Vital signs were blood pressure of 140/90 mmHg, pulse rate of 70/

Vital signs were blood pressure of 140/90 mmHg, pulse rate of 70/min, respiration rate of 20 breaths/min, and body temperature of 36.5℃. On the physical examination, cardiac auscultation revealed weak heart sound and electrocardiography demonstrated non-specific depression of ST segment and T wave changes. The blood chemistries, including coagulation studies, and lipid profiles were within normal limits.

However, mild anemia (hemoglobin 9.3 mg/dL) and increased level of loctate dehydrogenase (LDH) (787 mg/dL) were noted. Cardiomegaly was noted on Inhibitors,research,lifescience,medical the chest X-ray. Transthoracic selleck chemical echocardiography (TTE) revealed large amount of circumferential Veliparib CAS pericardial effusion with a normal ejection fraction. The size of the left ventricle and the structure of

cardiac valves were normal (Fig. 1). Contrast-enhanced computed tomography (CT) showed a large amount of pericardial effusion with mass (Fig. 1), calcifications in the mid portion of left anterior descending Inhibitors,research,lifescience,medical (LAD) coronary artery, and small bilateral pleural effusion. However, the lung, thymus, esophagus were unremarkable. Abdominal CT, mammography, and gastroduodenoscopy did not indicate Inhibitors,research,lifescience,medical an extra-cardiac malignancy. Because of concern about the possibility of primary or secondary cardiac or pericardial malignant disease, we recommended pericardiostomy and biopsy. The tissue specimens Inhibitors,research,lifescience,medical yield nonspecific histopathologic finding of mild fibrosis and lymphocytic infiltrations. Fig. 1 Transthoracic echocardiography (A: parasternal long axis view, and B: parasternal short axis view) revealed large amount circumferential pericardial effusion (arrows). Contrast-enhanced computed tomography (C) showed a large pericardial effusion with … After 2 months follow up in out-patient department, she complained of dyspnea again.

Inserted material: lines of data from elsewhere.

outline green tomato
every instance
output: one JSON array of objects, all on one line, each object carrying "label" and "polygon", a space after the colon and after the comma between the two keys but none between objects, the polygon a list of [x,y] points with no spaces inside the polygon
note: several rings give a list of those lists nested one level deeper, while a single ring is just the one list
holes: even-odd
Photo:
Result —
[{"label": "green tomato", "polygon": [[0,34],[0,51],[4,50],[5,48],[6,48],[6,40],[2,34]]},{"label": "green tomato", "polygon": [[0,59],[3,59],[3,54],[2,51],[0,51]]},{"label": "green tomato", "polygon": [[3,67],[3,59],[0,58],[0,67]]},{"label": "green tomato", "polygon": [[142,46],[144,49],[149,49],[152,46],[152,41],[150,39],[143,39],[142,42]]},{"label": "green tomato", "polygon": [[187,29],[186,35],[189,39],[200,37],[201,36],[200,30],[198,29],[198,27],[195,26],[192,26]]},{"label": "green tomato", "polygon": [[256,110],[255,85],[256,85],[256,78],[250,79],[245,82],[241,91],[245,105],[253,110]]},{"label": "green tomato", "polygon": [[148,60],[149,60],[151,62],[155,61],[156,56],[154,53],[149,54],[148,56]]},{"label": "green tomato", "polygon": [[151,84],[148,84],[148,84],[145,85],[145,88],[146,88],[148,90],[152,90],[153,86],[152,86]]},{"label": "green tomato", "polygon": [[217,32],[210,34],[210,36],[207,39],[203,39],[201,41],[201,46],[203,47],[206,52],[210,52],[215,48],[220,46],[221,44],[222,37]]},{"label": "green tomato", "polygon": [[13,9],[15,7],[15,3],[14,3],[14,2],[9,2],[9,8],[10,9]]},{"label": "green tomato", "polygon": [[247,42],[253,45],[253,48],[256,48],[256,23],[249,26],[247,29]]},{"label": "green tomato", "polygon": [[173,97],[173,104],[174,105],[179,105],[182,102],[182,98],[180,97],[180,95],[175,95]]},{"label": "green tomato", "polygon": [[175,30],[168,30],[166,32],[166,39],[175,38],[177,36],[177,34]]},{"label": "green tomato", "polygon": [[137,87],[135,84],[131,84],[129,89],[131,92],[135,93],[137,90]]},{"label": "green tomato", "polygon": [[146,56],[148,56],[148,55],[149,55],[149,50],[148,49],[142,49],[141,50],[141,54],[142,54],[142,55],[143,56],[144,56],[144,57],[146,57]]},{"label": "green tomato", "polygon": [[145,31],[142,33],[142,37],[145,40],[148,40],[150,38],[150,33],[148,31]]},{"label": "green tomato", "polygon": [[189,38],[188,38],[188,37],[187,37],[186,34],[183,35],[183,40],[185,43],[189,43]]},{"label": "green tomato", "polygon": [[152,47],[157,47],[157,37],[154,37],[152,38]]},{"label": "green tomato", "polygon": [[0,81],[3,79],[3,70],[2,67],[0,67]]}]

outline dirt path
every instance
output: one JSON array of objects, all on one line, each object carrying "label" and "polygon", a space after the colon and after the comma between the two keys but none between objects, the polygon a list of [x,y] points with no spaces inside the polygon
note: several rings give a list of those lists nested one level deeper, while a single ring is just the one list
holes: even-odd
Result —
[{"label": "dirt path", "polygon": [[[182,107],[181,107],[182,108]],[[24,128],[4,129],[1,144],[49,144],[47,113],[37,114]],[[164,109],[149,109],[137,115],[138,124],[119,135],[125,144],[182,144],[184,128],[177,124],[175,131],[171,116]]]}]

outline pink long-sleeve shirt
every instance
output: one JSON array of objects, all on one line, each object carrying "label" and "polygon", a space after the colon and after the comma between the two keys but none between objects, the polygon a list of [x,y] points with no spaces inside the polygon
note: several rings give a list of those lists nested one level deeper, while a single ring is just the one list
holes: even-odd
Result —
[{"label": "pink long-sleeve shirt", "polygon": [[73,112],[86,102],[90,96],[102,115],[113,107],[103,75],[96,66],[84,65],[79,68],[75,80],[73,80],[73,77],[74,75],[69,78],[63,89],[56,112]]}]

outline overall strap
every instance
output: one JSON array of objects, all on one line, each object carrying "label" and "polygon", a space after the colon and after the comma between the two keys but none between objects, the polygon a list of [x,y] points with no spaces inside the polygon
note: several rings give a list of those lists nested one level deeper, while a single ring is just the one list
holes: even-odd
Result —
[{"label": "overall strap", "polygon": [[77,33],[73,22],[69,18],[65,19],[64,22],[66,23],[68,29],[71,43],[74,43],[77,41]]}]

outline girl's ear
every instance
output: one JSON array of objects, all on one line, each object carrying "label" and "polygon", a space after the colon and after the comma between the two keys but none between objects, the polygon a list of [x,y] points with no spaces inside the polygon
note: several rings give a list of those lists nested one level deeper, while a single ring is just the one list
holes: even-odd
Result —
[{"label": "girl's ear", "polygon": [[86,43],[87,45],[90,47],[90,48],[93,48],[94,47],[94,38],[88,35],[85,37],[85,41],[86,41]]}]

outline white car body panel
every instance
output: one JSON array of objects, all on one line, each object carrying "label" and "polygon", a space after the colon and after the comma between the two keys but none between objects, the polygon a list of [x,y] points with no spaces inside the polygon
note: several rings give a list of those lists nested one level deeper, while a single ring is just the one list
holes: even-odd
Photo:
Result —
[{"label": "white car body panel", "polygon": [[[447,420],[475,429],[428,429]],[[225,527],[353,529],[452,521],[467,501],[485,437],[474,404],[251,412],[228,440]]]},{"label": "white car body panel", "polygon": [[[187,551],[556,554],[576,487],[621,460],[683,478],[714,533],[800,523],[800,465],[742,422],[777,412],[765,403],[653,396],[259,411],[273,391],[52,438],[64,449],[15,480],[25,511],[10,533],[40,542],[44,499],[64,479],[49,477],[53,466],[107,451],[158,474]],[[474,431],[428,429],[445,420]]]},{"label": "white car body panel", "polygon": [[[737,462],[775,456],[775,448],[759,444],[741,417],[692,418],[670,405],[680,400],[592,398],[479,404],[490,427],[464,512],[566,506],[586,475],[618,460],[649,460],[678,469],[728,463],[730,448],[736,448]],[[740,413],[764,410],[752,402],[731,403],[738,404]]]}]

TTE showed a 3.5×10 cm-sized inhomogeneous mass between left atrium and aortic valve area (Fig. 2). Left ventricular systolic function was normal and the evidence of hemodynamic compromise was not found. Chest CT demonstrated Inhibitors,research,lifescience,medical a 3.7×9.5

cm-sized soft tissue mass, located in transverse sinus between large vessels and upper portion of the left atrium (Fig. 2). Benign conditions like organizing hematoma, abscess, pericardial pheochromocytoma or teratoma Entinostat were suspected based on the signal intensity of chest CT. She refused further invasive and non-invasive procedures to confirm the pathology of the mass. Fig. 2 Transthoracic echocardiography (A: parasternal long axis view, and B: parasternal short axis view) revealed a mass (arrows) of inhomogenous echogenecity, located in juxtaaortic valve area. Contrast-enhanced chest CT (C) showed a large soft tissue mass … Dyspnea and chest discomfort aggravated rapidly during hospital admission. Heart rhythm was changed from normal sinus to atrial fibrillation, which might be suggestive of atrial invasion.